WASHINGTON, D.C. – El presidente Donald Trump anunció el lunes que su Administración distribuirá 150 millones de pruebas rápidas de diagnóstico para detectar la COVID-19 a lo largo de «las próximas semanas».

«Hoy me complace anunciar nuestro plan para la distribución de 150 millones de test rápidos en las próximas semanas; muy, muy pronto», declaró el mandatario durante una comparecencia ante los medios celebrada en la Casa Blanca.

Unos 50 millones de estos test irán destinados a comunidades «especialmente vulnerables», explicó Trump, quien agregó que 2,1 millones de pruebas ya han sido distribuidas y que se espera que esta cifra se sitúe en torno a los 6 millones de aquí al fin de semana.

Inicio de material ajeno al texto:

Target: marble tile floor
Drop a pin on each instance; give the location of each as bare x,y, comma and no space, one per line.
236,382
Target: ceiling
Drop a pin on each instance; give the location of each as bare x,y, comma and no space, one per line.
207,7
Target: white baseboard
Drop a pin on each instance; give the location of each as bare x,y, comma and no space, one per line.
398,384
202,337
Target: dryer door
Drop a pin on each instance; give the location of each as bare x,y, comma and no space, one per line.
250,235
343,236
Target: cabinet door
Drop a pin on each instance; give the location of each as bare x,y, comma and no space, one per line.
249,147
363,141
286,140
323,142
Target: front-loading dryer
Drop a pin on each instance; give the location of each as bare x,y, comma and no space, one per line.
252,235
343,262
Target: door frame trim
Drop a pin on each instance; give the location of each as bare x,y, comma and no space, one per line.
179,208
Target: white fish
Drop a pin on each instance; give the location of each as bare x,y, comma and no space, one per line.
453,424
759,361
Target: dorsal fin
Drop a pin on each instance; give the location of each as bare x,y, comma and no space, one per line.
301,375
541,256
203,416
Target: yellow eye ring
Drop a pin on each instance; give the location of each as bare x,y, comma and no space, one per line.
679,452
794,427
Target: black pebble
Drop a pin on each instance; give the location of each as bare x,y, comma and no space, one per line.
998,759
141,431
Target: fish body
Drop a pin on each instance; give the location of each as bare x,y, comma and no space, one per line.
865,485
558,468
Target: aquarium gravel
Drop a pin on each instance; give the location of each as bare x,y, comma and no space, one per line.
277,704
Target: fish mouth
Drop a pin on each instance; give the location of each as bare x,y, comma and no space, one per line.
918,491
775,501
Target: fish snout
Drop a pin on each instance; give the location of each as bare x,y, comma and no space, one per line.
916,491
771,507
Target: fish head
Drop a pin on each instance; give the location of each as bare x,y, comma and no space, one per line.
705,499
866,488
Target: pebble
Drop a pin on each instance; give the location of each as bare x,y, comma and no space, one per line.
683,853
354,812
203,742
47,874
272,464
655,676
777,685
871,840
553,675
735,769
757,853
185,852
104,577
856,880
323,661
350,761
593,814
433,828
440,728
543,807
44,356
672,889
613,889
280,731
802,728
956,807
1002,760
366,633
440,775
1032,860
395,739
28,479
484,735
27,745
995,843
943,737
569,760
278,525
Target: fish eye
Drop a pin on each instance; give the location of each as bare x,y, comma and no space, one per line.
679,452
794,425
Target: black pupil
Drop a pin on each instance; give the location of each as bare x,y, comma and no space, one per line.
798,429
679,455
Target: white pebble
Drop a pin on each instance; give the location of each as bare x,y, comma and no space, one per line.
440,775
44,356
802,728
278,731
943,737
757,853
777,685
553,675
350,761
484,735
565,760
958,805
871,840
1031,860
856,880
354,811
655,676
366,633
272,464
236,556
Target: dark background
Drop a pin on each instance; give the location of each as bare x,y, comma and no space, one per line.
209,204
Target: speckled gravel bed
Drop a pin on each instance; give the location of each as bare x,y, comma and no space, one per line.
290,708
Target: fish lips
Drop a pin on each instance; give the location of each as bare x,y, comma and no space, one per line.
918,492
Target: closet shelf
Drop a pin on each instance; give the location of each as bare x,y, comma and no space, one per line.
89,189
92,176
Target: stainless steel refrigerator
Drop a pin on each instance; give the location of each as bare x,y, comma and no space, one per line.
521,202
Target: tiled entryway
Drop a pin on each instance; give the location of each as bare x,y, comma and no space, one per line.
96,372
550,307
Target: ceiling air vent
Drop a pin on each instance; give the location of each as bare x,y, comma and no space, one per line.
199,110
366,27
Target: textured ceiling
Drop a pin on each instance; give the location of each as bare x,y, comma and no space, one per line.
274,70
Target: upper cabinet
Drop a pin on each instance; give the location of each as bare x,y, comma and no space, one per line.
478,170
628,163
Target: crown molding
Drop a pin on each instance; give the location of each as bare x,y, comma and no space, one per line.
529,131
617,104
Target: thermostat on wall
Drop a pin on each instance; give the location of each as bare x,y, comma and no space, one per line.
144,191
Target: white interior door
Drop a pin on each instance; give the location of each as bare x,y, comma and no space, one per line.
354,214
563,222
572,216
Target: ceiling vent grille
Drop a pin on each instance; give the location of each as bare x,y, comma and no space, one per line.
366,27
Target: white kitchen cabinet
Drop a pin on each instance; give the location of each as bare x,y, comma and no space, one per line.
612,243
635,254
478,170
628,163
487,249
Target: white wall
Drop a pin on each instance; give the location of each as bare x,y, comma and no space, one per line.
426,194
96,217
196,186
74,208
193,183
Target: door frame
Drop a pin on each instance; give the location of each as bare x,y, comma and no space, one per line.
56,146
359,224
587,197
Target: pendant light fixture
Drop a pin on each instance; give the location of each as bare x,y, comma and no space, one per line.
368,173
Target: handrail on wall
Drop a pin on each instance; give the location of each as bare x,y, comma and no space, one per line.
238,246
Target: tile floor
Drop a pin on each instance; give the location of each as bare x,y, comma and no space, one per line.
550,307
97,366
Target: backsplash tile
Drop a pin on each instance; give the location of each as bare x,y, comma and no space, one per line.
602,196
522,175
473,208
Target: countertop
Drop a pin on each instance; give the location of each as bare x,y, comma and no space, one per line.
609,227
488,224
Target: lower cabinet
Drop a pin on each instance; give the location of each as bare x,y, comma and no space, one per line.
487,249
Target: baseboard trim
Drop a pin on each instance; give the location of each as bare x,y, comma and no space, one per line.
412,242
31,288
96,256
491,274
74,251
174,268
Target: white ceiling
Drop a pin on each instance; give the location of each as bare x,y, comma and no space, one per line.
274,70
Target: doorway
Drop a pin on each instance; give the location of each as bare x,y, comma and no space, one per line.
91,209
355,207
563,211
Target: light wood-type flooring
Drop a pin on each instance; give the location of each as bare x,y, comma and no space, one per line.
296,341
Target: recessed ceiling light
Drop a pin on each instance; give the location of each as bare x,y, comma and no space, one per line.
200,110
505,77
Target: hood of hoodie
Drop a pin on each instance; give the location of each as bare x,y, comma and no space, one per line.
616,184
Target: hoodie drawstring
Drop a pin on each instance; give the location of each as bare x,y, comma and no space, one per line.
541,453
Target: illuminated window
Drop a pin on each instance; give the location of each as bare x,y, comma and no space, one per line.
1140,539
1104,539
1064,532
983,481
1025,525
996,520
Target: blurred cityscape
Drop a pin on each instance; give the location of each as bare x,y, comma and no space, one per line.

El presidente destacó que hace apenas unos días se sobrepasó la marca de los 100 millones de pruebas diagnósticas realizadas en el país desde el inicio de la pandemia, por lo que, según dijo, esta nueva iniciativa supondrá «más que duplicar el número de pruebas ya elaboradas».

También presente en la comparecencia, el almirante Brett Giroir, secretario asistente de Salud y Servicios Humanos, detalló que este tipo de test no requiere de «una biopsia profunda del cerebro» -aunque igualmente ha de realizarlo un «profesional adiestrado»- y ofrece resultados en unos quince minutos.

Trump, que no aceptó preguntas de los periodistas, sostuvo que esta iniciativa servirá para «apoyar» a los estados «a reabrir sus economías y escuelas inmediatamente, tan rápidamente como puedan». En este sentido, el presidente señaló que los test rápidos son los que tienen «un mejor impacto» a la hora de poder determinar una normalización de la situación.

Actualmente, Estados Unidos lidera la clasificación de países más afectados por la pandemia, con 7.139.734 casos confirmados y 204.967 muertes.

A pesar de estos datos, Trump volvió a insistir en que el país está próximo a «dar la vuelta a la esquina» en cuanto al impacto de la pandemia se refiere.

Esta afirmación contrasta con las palabras del vicepresidente Mike Pence, también presente hoy en la Casa Blanca, quien advirtió que es probable que aumente el número de casos «en los próximos días».

“El pueblo estadounidense puede esperar que los casos aumenten en los próximos días”, declaró Pence, en sintonía con la mayoría de los expertos, tanto a nivel nacional como internacional, que han alertado de que el comienzo de la temporada de gripe podría agravar la situación de la pandemia.

Trump, no obstante, restó importancia a este hecho y se limitó a insistir: “Cuantos más test se hacen, automáticamente se tienen más casos”.